Recession Risk by Life Stages
April 23, 2020 | By Kevin Smith
Early to Mid Career
Younger executives and professionals in the process of establishing careers may be at higher risk of income loss, which can come in the form of reduced base pay, lower bonuses or layoffs.
- 30% rule – always maintain a 30% safety buffer as a percent of your gross (before tax) income. This means that you could quickly cut back your savings and unnecessary expenses by 30% to absorb a prolonged reduction in income. If your gross household income was $200k, could you reduce your overall outflows by $60k? For example: reducing investment contributions, travel budgets, memberships, services, and discretionary spending. If the answer is no, your fixed costs may be too high.
Solvency (default) risk
Income risk leads to solvency risk, or the ability to make debt payments. It is easy to become complacent about this risk in good times, but it can become a harsh reality without much warning.
- Cash reserves – always keeping enough cash to pay your expenses for 3 to 6 months
- Liquid investments – having access to low risk non-retirement investments as a backup to cash
- Debt restructuring – refinancing for favorable terms when possible, including student loan options
- Federal and state programs – being aware of benefits made available during crises
The risks above often apply to this group as well, but their timeline and priorities are changing as kids grow up and the traditional retirement age is within sight.
Investment growth risk
Having seen their accounts recently decline by 20% or more, the possibility of not having enough assets at retirement becomes a growing concern.
- Remember: bad years are in the plan. The chart to the right shows all of the calendar year returns in the US stock market. The red blocks are negative years, and they are a part of the long term average return of 8-10%.
- Owning enough stocks – our expected average return for cash is 1%, for bonds is 3-4%, and for stocks is about 6-10%. However tempting it may be to reduce stock market exposure now, it is not likely possible to achieve the required long term return without a meaningful allocation to diversified stocks.
- Daring to be different – achieving better than average returns requires investing differently from others. This can be as simple as maintaining some exposure to the currently ‘unloved’ types of investments.
With income expectations lower, investments in decline, and college prices rising rapidly, anyone with high schoolers today is thinking hard about how to handle this.
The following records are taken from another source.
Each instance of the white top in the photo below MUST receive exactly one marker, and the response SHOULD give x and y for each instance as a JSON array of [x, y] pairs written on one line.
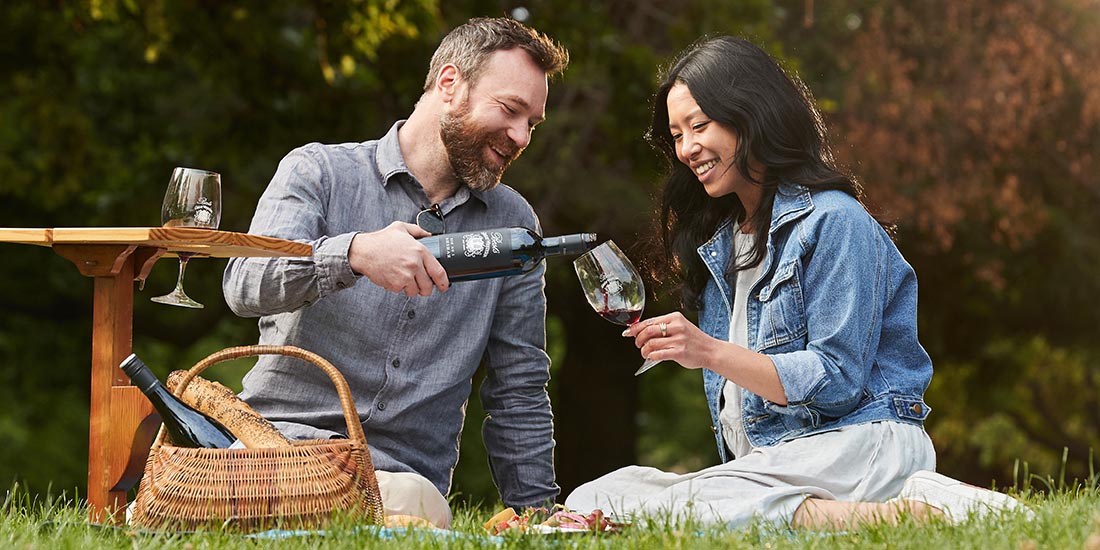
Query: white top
[[729, 417]]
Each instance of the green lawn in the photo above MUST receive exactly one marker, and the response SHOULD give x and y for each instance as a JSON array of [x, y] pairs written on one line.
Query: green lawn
[[1067, 519]]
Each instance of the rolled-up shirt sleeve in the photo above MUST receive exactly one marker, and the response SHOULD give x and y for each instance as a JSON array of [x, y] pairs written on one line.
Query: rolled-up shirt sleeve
[[294, 208]]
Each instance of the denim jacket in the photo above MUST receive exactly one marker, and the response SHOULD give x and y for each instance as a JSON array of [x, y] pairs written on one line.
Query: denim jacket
[[835, 309]]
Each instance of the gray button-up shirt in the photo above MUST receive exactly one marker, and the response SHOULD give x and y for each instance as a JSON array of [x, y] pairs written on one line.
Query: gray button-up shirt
[[409, 361]]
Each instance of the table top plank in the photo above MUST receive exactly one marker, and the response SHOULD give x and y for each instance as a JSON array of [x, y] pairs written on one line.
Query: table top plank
[[208, 242]]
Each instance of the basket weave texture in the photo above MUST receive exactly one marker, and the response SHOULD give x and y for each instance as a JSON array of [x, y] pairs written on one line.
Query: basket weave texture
[[298, 486]]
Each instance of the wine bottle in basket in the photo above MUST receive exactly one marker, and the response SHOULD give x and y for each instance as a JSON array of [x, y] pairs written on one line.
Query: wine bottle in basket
[[499, 252], [186, 426]]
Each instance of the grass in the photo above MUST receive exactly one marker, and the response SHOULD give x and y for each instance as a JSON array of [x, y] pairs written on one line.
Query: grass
[[1065, 518]]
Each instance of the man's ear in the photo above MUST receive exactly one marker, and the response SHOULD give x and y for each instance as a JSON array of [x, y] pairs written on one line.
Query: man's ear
[[449, 83]]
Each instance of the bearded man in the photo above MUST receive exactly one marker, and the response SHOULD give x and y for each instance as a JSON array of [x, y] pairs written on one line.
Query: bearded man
[[376, 304]]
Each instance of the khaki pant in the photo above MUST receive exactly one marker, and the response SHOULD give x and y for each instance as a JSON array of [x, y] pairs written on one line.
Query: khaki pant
[[409, 494]]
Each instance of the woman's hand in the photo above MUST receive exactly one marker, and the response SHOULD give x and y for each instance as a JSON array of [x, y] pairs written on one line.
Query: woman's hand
[[672, 338]]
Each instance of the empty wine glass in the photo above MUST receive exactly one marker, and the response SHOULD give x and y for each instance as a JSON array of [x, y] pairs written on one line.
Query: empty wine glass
[[193, 200], [613, 287]]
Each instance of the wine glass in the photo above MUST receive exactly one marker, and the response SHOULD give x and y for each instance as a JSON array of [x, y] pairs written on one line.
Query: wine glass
[[193, 200], [613, 287]]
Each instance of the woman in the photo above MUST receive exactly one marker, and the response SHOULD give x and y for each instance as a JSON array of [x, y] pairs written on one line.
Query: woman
[[807, 317]]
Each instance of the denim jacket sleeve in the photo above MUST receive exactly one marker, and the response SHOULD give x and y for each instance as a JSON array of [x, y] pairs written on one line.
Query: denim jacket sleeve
[[293, 207], [518, 427], [842, 265]]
- Sharing the risk – Few 18 year-olds have an appreciation for these economics. If your are going to spend over $100k on college, you probably want your child to be motivated to make the most of it. There are a variety of ways to do this. For example, you might commit to covering some fixed amount of expenses, say tuition and board for a four year in-state public school. If they want to go to a private school, they will be on the hook for the additional cost (by way of a loan), but you might agree to help them pay it off if they complete their education and launch a career. Again, this is just an example to create alignment of interest and risk. There are many possible versions of this concept.
Retirees are at greater medical risk in general, but even more so because of COVID-19.
- Medicare Supplements – if you are not confident in your selection of supplemental insurance packages, please let us know and we will provide support.
- Long Term Care – the managed care benefits of long term care insurance can help make sure proper care is provided while loved ones may be isolated, and the policy shifts financial risk to the insurance company.
- Powers of Attorney – these are legal documents naming trusted people to provide medical instructions and financial instructions. They should be prepared well before they are needed.
- Liquid investments – as medical technology improves at a rapid pace, some therapies may be available in the world that are not covered by our insurance plan. Having some investments set aside for this possibility may be increasingly wise.
Investment loss risk
The recent market decline impacted bonds as well as stocks, something that has rarely happened. Investors sold all assets at an incredible pace in the early weeks of the outbreak, pushing down the prices of even the safest of bond investments. Those bonds have since recovered most of their value, but it serves as a reminder that retirees should also maintain a cash reserve to cover at least 3 to 6 months of living expenses.
Some economists argue we are facing deflation, others claim inflation is more likely. In either event, the risk remains, and it is too late to buy inflation-friendly assets after inflation has taken off. We have enjoyed average annual inflation below 2% per year for so long that inflation is rarely discussed as a legitimate risk, but it can be devastating to a retiree on a fixed income. We encourage our clients to maintain exposure to investments that tend to do better in high inflation, including inflation protected bonds, real estate, commodities, and stocks with different currency exposure.